The Leafs missed out on an opportunity to win their first playoff series in 17 years Thursday night. They fell behind Montreal 3-0, rallied to tie the game and lost in overtime on the 2-on-0 breakaway Suzuki and Cole Caufield were gifted by Galchenyuk’s turnover at the offensive blue line.
Keefe had a conversation with the veteran winger afterwards to try and keep it from shaking his confidence.
“It’s a difficult one to overcome and it would hit any player hard, but again it’s really important you don’t let one play define you as a player,” he said. “I think as we look at the big picture he’s done a lot of really good things. In fact he was a major difference-maker for us in Game 4 (with three points), he’s played really well since he’s come in and taken part in this series.
“He’s got lots of reasons to just push past that one and be himself here tonight.”
That sentiment basically summed up Toronto’s approach Saturday.

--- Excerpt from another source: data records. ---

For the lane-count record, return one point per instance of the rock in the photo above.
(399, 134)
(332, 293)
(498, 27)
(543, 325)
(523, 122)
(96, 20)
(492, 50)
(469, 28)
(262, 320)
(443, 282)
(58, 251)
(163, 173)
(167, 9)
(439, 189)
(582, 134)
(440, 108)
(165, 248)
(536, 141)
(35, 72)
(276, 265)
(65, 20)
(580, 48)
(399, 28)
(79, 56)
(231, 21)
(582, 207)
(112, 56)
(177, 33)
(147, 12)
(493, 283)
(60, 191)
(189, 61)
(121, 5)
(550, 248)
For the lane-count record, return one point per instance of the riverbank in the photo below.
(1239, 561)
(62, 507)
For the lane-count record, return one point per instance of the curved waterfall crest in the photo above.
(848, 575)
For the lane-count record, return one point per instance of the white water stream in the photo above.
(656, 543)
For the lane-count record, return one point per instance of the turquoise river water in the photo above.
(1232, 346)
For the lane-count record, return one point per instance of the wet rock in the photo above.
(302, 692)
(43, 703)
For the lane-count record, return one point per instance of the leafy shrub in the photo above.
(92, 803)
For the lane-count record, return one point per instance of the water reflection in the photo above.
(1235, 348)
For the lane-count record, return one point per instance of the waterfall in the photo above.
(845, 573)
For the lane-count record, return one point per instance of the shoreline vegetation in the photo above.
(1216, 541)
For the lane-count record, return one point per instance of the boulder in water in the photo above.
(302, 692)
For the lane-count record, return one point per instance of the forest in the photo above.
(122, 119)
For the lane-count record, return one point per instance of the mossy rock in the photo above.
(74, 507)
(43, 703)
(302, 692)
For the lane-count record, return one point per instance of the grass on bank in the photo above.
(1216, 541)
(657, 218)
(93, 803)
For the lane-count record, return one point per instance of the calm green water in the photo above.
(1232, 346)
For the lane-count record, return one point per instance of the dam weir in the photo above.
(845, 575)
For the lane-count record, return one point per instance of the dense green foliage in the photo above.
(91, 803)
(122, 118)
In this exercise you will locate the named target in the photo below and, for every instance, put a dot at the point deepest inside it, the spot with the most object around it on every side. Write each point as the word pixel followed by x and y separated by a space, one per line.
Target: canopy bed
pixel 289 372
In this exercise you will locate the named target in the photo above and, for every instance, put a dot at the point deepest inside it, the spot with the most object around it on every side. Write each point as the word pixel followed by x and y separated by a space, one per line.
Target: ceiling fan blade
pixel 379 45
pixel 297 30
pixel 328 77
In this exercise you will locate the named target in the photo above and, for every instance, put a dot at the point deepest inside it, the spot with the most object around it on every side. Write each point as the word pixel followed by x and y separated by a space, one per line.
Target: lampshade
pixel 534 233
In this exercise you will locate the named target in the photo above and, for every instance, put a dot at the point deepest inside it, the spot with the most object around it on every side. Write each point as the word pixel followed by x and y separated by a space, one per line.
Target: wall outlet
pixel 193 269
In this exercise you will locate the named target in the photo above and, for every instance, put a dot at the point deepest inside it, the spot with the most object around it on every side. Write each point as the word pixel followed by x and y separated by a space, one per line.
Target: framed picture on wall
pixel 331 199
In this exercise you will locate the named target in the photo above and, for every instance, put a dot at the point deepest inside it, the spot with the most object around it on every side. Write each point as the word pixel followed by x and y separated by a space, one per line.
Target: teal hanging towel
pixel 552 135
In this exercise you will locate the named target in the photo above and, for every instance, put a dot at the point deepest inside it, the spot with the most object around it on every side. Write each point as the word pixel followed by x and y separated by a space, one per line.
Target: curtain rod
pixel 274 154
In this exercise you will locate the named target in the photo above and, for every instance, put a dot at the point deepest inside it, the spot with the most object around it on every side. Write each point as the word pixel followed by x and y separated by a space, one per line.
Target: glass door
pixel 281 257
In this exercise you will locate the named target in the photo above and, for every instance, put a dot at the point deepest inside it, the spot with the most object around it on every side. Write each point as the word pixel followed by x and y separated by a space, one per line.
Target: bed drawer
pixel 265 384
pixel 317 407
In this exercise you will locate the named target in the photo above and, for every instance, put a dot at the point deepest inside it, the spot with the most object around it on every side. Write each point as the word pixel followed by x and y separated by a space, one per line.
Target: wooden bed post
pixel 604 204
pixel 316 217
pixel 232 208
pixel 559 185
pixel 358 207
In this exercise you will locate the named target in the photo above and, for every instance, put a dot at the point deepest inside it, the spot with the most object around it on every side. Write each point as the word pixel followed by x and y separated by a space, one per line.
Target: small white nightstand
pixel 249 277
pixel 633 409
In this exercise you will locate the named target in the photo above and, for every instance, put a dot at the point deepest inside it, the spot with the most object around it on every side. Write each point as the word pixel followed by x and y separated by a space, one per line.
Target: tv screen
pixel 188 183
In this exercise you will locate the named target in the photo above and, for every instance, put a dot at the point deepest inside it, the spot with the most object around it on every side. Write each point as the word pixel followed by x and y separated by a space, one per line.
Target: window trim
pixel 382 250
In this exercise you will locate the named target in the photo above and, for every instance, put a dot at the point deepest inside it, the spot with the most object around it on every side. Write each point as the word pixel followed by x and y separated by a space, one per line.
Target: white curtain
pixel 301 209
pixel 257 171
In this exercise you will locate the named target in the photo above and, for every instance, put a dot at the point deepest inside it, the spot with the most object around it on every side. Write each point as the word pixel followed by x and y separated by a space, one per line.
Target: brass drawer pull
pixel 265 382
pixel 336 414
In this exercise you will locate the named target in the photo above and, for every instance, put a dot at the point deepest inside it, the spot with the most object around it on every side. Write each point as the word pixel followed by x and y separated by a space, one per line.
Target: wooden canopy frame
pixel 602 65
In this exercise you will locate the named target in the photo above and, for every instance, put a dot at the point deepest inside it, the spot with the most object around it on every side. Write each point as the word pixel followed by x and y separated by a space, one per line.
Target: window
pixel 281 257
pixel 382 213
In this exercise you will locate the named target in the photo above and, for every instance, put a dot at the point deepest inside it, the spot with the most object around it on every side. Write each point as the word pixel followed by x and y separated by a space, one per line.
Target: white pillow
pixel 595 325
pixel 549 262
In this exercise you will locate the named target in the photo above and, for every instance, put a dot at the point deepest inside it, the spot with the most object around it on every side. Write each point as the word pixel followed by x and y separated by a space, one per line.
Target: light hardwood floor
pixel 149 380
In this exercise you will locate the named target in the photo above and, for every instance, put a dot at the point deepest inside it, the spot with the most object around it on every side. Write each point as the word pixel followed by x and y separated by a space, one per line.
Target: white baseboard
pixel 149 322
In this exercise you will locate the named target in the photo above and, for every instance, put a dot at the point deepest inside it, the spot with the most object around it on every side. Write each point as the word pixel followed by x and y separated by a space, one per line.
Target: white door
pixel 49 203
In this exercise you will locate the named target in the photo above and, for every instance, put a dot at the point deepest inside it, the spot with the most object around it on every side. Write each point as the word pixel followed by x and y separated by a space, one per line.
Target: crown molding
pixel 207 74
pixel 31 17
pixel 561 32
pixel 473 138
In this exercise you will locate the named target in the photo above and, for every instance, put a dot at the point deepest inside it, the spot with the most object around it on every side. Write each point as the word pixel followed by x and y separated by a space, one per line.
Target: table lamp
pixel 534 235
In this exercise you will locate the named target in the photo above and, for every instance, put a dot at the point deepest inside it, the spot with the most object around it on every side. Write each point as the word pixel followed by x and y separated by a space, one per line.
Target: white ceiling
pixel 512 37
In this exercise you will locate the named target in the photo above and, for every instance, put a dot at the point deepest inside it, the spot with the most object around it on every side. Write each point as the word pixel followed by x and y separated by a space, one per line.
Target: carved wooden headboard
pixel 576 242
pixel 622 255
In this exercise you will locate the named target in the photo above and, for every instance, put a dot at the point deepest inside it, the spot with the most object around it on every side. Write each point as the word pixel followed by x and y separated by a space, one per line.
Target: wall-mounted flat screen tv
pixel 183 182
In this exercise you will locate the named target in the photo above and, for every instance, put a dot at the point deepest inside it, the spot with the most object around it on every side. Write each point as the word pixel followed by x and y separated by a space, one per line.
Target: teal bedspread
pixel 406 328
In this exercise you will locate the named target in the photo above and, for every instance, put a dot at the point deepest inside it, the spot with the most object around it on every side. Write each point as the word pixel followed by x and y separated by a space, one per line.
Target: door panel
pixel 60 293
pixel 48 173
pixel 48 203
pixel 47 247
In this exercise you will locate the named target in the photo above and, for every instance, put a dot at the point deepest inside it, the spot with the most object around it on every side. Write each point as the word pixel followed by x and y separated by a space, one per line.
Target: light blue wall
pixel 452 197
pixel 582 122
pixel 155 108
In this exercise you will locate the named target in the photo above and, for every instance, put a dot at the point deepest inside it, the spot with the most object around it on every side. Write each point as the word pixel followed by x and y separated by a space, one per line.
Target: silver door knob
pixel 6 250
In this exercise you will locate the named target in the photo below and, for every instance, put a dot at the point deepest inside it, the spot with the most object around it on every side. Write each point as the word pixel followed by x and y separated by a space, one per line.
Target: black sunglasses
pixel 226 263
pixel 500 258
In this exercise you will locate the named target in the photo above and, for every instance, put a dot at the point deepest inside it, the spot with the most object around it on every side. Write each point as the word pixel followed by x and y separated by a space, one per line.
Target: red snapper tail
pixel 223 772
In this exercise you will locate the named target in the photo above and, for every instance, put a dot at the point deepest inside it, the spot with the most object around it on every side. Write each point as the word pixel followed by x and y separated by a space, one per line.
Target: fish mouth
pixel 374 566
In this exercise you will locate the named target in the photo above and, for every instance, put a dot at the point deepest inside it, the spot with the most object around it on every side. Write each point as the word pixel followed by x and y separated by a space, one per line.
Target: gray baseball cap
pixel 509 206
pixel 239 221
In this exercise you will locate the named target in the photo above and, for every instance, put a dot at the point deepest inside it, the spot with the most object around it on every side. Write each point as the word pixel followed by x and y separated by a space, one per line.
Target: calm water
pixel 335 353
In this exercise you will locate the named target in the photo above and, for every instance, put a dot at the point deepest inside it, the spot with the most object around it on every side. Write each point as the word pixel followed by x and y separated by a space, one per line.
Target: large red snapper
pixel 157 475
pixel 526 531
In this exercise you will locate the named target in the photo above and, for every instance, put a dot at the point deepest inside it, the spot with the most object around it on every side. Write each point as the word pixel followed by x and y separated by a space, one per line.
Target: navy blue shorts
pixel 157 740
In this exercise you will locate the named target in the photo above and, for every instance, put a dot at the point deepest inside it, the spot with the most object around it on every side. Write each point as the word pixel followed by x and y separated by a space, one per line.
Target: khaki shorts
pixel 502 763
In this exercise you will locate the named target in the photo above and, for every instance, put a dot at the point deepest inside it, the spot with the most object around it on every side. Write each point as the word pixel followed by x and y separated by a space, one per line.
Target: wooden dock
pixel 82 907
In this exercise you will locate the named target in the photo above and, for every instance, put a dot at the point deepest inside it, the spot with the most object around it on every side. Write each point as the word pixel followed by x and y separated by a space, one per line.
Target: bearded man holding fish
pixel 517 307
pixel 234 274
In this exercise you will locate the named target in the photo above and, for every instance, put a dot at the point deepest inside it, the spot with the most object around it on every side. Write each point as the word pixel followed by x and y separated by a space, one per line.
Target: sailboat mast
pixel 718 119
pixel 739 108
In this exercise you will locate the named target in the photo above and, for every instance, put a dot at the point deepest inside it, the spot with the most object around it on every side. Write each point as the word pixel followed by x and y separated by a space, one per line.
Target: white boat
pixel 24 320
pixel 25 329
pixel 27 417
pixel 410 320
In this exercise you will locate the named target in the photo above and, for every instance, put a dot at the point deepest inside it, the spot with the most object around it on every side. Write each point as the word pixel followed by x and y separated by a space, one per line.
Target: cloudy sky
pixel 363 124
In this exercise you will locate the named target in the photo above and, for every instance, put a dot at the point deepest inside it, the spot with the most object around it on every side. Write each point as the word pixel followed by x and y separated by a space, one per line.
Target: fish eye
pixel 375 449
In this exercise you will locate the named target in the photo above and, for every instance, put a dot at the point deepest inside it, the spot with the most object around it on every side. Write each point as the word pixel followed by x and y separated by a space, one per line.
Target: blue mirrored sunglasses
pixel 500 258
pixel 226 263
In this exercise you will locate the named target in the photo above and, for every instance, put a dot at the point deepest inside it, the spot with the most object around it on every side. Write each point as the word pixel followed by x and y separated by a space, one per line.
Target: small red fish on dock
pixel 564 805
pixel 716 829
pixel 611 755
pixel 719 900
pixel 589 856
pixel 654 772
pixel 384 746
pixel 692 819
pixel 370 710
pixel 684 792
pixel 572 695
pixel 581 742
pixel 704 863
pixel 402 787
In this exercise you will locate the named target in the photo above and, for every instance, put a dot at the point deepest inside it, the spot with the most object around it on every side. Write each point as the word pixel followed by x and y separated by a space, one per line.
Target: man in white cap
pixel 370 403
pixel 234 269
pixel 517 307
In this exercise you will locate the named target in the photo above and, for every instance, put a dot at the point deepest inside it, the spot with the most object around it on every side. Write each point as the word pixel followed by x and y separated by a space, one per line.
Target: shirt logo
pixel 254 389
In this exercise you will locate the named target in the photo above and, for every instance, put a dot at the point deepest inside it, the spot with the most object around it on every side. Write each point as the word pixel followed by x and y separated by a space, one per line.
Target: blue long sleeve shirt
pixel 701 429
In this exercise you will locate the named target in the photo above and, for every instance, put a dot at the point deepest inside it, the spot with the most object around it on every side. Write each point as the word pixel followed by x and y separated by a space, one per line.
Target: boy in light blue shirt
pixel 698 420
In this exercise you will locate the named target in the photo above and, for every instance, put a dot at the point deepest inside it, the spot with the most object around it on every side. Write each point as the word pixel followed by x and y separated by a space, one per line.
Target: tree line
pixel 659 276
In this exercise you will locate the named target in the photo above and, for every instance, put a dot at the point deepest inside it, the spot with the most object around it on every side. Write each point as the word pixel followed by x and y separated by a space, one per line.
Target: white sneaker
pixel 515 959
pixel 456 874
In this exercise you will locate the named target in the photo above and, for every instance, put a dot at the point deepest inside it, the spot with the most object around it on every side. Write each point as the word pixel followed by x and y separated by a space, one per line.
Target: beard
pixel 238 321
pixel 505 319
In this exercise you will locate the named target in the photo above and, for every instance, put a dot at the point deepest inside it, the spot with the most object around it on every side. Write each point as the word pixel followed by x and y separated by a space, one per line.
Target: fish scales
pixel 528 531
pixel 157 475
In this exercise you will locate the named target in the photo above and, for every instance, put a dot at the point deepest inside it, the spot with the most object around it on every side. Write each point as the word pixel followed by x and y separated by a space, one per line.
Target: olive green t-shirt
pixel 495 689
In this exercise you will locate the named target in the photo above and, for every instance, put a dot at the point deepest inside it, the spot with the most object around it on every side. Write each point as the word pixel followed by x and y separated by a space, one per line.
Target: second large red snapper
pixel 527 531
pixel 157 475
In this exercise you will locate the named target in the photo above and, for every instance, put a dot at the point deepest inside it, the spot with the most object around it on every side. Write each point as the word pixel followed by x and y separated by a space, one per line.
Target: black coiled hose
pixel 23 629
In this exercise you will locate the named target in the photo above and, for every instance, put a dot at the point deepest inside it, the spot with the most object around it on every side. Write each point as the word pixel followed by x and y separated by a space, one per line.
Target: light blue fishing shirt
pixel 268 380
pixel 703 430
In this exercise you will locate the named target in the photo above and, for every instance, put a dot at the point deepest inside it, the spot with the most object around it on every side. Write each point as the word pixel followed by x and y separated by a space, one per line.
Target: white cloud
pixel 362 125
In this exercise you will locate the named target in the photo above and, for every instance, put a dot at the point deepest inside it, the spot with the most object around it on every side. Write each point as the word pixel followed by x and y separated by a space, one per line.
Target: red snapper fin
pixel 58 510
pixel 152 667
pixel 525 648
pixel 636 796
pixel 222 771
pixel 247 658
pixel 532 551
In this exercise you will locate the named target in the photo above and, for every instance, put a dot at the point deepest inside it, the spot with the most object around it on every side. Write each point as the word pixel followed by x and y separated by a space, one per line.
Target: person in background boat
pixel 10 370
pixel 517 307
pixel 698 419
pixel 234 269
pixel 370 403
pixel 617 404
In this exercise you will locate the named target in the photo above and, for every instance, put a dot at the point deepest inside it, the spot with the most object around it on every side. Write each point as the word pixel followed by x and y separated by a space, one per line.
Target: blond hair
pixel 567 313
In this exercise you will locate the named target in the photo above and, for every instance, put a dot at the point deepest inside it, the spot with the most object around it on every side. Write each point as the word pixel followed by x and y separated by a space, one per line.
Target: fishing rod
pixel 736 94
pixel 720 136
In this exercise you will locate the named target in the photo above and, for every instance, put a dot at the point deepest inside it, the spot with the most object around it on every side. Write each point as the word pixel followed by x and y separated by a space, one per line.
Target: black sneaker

This will be the 16th time they’ve faced the Canadiens during this unusual pandemic season and they’ve won 10 of those games. Finding one more victory to advance to the second round won’t require reinventing the wheel.
“(The players) recognize that we weren’t good enough the other day and that’s why we’re here in Montreal tonight,” said Keefe. “The guys have confidence in themselves and their ability. We just have to go out here today and just be who we are.
“We’ve played a lot of games here this season … and you look at what you’ve done to get to this point in the big picture, in the grand scheme and that gives us confidence to be able to go out and play a good game here tonight and finish this series off.”